Distributing query results (using scrolling?)

I've been thinking about ways of running Hadoop jobs on the results of
elasticsearch queries.

I was hoping that I could just distribute a scrollid to the different
mappers and then have them read and process batches of data served as
needed from their closest es node (data locality isn't really an issue
here, the hadoop and es nodes will normally not be co-located)

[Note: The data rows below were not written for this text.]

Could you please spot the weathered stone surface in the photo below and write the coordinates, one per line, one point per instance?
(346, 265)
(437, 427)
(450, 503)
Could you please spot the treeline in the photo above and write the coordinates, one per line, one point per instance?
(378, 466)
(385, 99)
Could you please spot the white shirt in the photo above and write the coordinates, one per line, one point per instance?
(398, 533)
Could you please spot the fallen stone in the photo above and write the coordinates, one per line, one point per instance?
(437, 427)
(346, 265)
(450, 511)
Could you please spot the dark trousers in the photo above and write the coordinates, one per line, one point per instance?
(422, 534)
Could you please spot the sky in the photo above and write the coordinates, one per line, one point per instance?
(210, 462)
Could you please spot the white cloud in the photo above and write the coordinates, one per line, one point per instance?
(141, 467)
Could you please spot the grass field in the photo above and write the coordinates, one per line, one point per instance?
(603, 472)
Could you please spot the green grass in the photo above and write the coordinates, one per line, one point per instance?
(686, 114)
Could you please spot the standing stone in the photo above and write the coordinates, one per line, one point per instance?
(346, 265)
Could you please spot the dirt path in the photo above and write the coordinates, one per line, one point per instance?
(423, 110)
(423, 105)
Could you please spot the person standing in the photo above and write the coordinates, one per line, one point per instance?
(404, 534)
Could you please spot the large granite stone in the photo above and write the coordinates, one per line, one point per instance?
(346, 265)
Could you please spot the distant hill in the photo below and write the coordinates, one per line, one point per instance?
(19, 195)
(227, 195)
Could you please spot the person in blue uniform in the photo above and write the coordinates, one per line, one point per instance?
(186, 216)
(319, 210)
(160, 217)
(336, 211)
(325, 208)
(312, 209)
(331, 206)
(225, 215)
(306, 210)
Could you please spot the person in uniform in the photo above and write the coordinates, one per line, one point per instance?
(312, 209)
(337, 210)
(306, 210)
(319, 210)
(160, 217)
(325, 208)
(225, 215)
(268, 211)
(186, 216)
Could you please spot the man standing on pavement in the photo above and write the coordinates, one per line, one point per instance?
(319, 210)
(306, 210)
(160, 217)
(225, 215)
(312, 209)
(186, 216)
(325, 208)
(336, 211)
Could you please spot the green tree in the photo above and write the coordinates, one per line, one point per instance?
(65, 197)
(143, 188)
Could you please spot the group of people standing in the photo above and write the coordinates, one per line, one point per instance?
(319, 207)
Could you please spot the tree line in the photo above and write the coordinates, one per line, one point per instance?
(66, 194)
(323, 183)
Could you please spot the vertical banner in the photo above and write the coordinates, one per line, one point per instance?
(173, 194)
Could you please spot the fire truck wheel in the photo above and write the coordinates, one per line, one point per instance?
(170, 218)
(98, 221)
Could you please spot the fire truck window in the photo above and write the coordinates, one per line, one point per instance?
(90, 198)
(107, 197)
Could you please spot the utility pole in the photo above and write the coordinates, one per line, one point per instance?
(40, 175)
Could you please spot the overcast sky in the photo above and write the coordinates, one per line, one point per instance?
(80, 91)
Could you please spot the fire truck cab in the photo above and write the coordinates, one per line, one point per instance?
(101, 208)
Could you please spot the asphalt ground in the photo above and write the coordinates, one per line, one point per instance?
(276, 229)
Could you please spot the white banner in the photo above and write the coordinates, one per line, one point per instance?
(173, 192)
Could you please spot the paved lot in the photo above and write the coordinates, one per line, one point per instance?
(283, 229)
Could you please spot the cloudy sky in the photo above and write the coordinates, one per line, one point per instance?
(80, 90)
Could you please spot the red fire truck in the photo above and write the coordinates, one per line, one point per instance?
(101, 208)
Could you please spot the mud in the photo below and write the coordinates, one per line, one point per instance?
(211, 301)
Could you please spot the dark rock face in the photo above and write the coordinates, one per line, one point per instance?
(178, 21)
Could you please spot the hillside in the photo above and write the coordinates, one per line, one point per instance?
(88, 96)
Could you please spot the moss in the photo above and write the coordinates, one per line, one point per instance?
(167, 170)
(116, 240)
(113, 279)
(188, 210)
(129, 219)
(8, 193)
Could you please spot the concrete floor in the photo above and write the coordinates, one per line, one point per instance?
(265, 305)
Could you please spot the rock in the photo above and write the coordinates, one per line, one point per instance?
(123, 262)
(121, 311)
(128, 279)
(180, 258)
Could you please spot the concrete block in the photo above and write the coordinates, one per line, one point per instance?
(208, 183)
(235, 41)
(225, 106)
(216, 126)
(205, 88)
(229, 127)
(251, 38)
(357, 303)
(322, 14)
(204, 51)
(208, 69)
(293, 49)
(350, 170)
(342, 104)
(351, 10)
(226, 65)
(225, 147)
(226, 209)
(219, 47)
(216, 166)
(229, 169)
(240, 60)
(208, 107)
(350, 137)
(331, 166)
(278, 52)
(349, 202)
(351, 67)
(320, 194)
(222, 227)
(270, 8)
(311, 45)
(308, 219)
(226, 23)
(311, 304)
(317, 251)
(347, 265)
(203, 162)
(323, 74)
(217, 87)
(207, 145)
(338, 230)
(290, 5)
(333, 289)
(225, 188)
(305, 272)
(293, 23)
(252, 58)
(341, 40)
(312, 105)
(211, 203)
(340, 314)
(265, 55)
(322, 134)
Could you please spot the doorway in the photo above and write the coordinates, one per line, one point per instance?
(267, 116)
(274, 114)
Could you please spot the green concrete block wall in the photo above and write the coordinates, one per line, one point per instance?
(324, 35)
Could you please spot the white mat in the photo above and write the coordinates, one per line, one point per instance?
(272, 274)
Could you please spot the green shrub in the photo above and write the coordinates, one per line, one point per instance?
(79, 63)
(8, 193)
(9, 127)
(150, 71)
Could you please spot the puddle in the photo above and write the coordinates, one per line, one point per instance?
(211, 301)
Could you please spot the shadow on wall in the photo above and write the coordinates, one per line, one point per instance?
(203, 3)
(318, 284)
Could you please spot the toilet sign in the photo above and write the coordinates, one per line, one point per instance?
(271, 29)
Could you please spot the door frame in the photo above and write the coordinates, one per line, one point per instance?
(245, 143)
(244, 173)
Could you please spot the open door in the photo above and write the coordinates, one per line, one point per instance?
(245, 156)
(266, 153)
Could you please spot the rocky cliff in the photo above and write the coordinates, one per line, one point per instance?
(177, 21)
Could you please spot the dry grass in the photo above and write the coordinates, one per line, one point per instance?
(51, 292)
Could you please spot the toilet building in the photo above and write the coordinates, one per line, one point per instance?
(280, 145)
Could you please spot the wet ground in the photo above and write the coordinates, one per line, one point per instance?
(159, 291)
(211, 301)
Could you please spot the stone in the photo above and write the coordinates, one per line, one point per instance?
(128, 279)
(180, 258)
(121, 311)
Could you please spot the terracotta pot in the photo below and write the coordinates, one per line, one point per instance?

The documentation is pretty clear that this shouldn't work (
http://www.elasticsearch.org/guide/reference/api/search/scroll/) "Note:
the scroll_id changes for each scroll request and only the most recent one
should be used" ... but running on 0.19, the scroll id did appear to remain
the same .... does anybody know which of the following is true:

  • On all versions the scrollid can change, though sometimes won't
  • It didn't change up until version XXX, but now does
  • It doesn't change, but we put that in because we might need to make it
    change in the future?

(It would also require the get-more-data operation to be atomic across
multiple nodes, which not be the case)

Any pointers to good spots in the codebase to look at the inner workings of
scrolls? (I always get a bit lost in the middle of the es code!)

Thanks for any insight/pointers

Alex

--
You received this message because you are subscribed to the Google Groups "elasticsearch" group.
To unsubscribe from this group and stop receiving emails from it, send an email to elasticsearch+unsubscribe@googlegroups.com.
For more options, visit https://groups.google.com/groups/opt_out.

Hi Alex,

I've recently been evaluating a very similar use case, you might be
interested in these threads (unique scroll
idshttps://groups.google.com/forum/#!topic/elasticsearch/tqmwhuDADFwand
characteristics
of scrollinghttps://groups.google.com/forum/#!topic/elasticsearch/55ByVEr93bo
).

I can't speak to different versions of ES or codebase specifics, but my
guess is that what you're seeing is similar to what I see in 0.20.4:

  • A _scroll_id will remain the same for some number of requests issued
    against it, and at some point will change.
  • Issuing multiple requests against the same _scroll_id will yield
    subsequent results (at least for the overall resultset that that _scroll_id
    represents before it changes), not the same results.
  • You must use the most recent _scroll_id (as you mentioned) to be sure
    to accurately get the full set of results for the query.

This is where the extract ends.